🚀

Deployment terms

How agents get hosted, paid for, and shipped to production.

🚀Deployment
AI agent framework
A library or toolkit for building AI agents — providing primitives for tool calling, planning, memory, and orchestration so you do not rebuild the agent loop from scratch.
🚀Deployment
AI drift
The phenomenon where an AI system's behavior changes over time without explicit code changes — caused by model version updates, training data shifts, or vendor-side changes.
🚀Deployment
AI pilot
A time-boxed, scope-limited deployment of an AI agent against a real workflow to measure quality, cost, and adoption before broader rollout. The standard 2026 enterprise procurement pattern.
🚀Deployment
Batch inference
Running model inference asynchronously over a large batch of inputs, traded for latency.
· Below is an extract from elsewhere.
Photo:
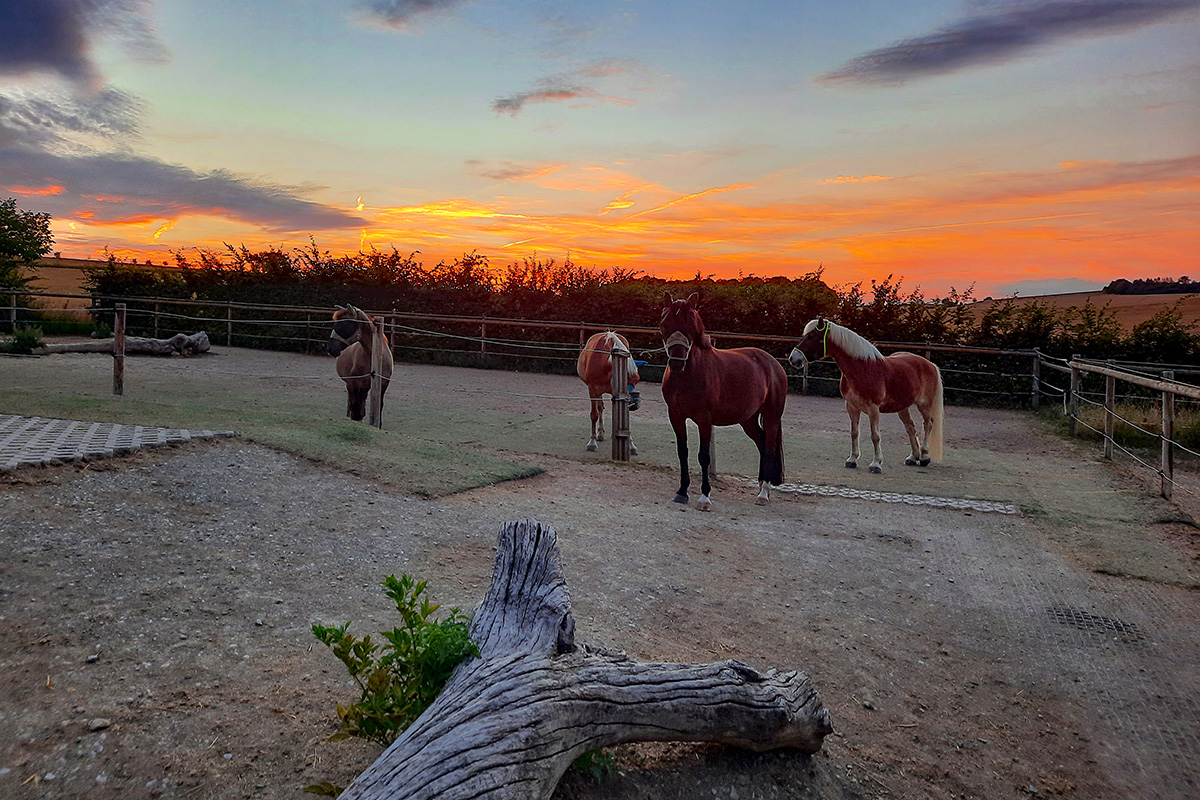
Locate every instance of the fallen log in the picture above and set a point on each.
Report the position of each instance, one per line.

OpenAI/Anthropic batch APIs are typically 50% cheaper than sync calls.
🚀Deployment
BYO key
A deployment pattern where you supply your own model API key to the agent — token costs are billed to you directly, the agent vendor charges only for the software.
🚀Deployment
Dense retrieval
The standard modern retrieval approach where queries and documents are encoded as dense embedding vectors and matched by similarity — distinct from sparse retrieval (BM25, keyword search).
🚀Deployment
Edge AI
AI that runs on the device where data is generated — phone, laptop, IoT, vehicle, factory floor — rather than in a remote data center. Trades model size for latency, privacy, and offline operation.
🚀Deployment
Hybrid search
A retrieval technique that combines vector (semantic) search with keyword (lexical) search, fusing the scores to get higher precision than either alone. The 2026 production-grade default for RAG.
🚀Deployment
Inference-time compute
Spending more compute at inference (longer reasoning chains, multiple samples, search) to improve quality on hard problems — the architectural bet of 2025–2026 reasoning models.
🚀Deployment
Local LLM
A large language model running entirely on hardware you control — your laptop, your server, or your data center — with no calls to external APIs.
🚀Deployment
Model serving
The infrastructure layer that hosts a model and exposes inference over HTTP — covering batching, scheduling, KV-cache management, and request routing.
🚀Deployment
No-code AI
AI tools that let non-engineers build agents, workflows, or applications via visual interfaces — drag-and-drop, prompts, or declarative configuration instead of writing code.
🚀Deployment
On-prem
A deployment where the agent runs entirely on infrastructure the customer controls — no agent code or customer data leaves the customer's network.
🚀Deployment
Open source agent
An agent whose source code is publicly licensed (MIT, Apache, AGPL) — you can self-host, fork, and audit.
🚀Deployment
Private inference
Running LLM inference inside your security perimeter (VPC, on-prem, confidential compute) so prompts and outputs never leave your control. Mandatory for regulated industries.
🚀Deployment
Semantic chunking
A document-splitting technique that uses embeddings to detect semantic boundaries — produces more coherent chunks for RAG than fixed-size chunking, improving retrieval quality.
🚀Deployment
Semantic routing
A routing technique that uses embedding similarity to send each request to the right model, agent, or workflow — instead of brittle keyword rules or expensive LLM classifiers.
🚀Deployment
SGLang
An LLM inference and programming framework optimized for structured generation, agent workloads, and complex prompting patterns — competitive with vLLM on throughput and faster on JSON/grammar-constrained output.
🚀Deployment
Small language model
A capable LLM in the 1B–13B parameter range — trained to compete with frontier-quality on specific tasks while running on consumer hardware or at fraction-of-frontier cost.
🚀Deployment
Streaming inference
Serving LLM outputs token-by-token as they're generated, typically over SSE or WebSocket — the default deployment pattern for any user-facing AI in 2026.
🚀Deployment
TCO
Total cost of ownership — the all-in cost of running an agent including subscription, token spend, ops time, and integration work.
🚀Deployment
vLLM
A high-throughput open-source LLM inference engine — pioneered PagedAttention to manage KV cache like virtual memory, dramatically improving GPU utilization for serving open models.